SVRIS
SourceVerify Reference Identity Standard
Foreword
The SourceVerify Reference Identity Standard (SVRIS) establishes a transparent method for evaluating whether a citation refers to one or more real documents. The standard prioritizes transparency, auditability, and explainability in scientific, academic, policy, and technical environments, including automated systems that generate or validate citations.
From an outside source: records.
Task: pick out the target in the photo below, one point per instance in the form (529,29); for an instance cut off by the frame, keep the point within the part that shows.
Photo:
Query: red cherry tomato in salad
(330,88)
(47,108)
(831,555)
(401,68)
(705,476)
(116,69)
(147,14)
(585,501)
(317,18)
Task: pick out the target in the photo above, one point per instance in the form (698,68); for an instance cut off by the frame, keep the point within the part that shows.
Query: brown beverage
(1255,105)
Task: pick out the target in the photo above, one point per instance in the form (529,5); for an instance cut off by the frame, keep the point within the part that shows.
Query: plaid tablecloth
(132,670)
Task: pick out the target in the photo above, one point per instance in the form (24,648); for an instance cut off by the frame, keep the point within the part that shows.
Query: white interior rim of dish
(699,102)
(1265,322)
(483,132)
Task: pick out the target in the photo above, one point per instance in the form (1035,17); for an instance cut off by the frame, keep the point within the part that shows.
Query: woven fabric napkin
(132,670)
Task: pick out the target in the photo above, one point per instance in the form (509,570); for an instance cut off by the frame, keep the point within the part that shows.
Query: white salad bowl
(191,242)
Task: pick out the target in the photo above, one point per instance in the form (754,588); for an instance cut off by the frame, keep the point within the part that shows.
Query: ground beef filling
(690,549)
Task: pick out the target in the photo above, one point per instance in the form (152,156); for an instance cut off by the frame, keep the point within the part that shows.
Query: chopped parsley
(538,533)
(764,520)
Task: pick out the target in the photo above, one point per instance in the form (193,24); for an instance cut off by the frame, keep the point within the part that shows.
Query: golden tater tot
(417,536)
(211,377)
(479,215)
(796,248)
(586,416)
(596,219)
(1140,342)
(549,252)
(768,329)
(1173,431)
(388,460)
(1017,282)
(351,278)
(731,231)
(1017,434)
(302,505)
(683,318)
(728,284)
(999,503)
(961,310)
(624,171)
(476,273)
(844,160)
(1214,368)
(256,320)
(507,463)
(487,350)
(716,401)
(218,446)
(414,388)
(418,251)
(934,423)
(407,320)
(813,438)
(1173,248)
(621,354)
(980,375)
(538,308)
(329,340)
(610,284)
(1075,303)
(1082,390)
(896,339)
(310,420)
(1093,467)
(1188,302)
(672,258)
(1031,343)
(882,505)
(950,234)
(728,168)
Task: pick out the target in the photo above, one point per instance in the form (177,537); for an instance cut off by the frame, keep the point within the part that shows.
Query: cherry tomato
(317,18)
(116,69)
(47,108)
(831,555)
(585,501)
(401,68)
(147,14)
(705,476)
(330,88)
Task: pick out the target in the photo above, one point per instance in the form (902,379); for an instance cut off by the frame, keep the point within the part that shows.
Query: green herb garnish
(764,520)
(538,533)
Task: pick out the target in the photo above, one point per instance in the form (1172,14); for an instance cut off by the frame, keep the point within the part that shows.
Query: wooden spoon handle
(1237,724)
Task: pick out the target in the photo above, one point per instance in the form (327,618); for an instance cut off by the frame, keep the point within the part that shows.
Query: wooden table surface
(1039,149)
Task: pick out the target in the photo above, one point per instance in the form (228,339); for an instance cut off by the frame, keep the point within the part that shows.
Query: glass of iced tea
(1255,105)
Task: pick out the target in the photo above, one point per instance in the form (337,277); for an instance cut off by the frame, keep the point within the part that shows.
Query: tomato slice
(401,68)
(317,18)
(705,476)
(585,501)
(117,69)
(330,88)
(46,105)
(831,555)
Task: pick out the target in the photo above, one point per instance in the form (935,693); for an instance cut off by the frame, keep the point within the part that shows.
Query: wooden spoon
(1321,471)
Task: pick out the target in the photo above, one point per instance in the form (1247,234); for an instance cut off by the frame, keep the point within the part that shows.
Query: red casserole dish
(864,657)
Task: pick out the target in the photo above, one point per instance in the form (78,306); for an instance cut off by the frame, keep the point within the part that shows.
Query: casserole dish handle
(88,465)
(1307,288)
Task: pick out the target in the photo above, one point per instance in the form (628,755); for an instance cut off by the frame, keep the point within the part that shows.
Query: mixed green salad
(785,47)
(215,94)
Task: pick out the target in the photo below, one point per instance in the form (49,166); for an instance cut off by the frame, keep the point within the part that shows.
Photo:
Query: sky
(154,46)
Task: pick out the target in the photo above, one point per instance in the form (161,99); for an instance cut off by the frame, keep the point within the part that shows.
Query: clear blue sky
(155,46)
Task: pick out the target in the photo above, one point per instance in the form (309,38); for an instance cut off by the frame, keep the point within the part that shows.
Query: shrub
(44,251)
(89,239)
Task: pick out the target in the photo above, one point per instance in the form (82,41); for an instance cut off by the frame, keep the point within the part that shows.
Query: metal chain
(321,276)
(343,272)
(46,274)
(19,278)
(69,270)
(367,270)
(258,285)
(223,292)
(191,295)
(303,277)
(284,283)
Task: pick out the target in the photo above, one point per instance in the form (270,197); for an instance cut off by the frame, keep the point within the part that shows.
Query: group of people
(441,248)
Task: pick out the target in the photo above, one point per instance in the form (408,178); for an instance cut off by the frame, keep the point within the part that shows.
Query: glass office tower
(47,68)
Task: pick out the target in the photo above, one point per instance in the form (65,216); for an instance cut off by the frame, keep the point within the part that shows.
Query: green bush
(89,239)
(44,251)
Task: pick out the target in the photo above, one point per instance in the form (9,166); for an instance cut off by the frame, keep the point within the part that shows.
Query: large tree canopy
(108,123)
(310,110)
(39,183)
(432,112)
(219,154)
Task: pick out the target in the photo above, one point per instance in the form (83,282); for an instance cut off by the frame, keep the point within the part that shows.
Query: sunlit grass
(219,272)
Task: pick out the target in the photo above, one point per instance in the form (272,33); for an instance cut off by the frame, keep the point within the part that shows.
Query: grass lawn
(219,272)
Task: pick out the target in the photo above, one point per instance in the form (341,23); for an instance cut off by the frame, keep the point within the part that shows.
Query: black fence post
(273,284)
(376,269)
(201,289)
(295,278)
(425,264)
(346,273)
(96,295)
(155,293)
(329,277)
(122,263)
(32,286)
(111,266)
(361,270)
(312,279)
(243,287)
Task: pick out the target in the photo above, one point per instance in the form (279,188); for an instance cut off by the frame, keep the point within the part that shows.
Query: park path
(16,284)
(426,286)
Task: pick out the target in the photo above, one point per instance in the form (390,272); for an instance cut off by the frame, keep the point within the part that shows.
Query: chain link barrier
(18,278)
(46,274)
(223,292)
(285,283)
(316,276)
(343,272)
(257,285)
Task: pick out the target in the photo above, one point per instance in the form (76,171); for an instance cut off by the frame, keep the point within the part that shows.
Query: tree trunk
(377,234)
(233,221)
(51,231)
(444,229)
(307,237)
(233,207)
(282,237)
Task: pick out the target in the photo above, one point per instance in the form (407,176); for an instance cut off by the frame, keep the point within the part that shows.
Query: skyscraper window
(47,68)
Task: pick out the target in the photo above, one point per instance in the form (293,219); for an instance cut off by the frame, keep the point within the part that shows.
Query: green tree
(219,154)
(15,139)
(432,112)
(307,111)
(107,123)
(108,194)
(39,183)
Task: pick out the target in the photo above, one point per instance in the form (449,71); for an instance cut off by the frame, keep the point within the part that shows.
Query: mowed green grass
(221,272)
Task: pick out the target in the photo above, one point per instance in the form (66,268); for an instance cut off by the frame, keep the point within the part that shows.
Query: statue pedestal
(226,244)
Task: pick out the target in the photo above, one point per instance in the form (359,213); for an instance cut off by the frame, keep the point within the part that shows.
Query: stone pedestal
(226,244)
SVRIS opens the verification process to inspection and audit. Every decision is traceable, every comparison is recorded, and every outcome is explainable.
1. Introduction
1.1 Purpose
This standard defines the requirements and procedures for determining whether a citation corresponds to:
- a uniquely identified real document (VERIFIED),
- a uniquely identified real document, but the citation has errors or weak evidence (VERIFIED WITH ERRORS),
- multiple possible documents or ambiguous evidence (NEEDS HUMAN REVIEW), or
- no matching document (UNVERIFIED).
1.2 Scope
SVRIS applies to all citation formats and all document types, including academic articles, books, reports, datasets, and websites. It does not require structured or complete citations.
1.3 Design Principles
SVRIS is grounded in four principles:
- Transparency – every comparison decision is recorded with reasoning.
- Auditability – outcomes are explainable and manually verifiable.
- Safety – ambiguous or underdetermined citations are flagged, not misclassified.
- Generality – applicable across fields and source types.
1.4 Audience
This document targets:
- software engineers,
- AI and LLM developers,
- research integrity officers,
- librarians,
- policy analysts,
- scientific publishers.
2. Terms and Definitions
Citation – A reference containing zero or more metadata fields describing a document.
Candidate Document – A real document record available for comparison.
Metadata Field – A structured element (e.g., title, authors, year).
Normalized String – A string transformed for comparison (lowercase, punctuation removed).
Consistent Document – A candidate document for which no field comparison yields a CONTRADICTION.
3. Metadata Fields
SVRIS evaluates identity fields—the metadata sufficient to uniquely locate a document:
- Title
- Authors (list)
- Year
- Venue (journal, conference, publisher, organization)
- Identifier (DOI, URL, ISBN, report number)
Why these fields? The primary question SVRIS answers is: "Does this document exist?" Once a document is located via title, authors, year, venue, or identifier, its identity is established. Supplementary bibliographic details (volume, issue, pages) may be useful for formatting but do not affect whether the citation refers to a real document.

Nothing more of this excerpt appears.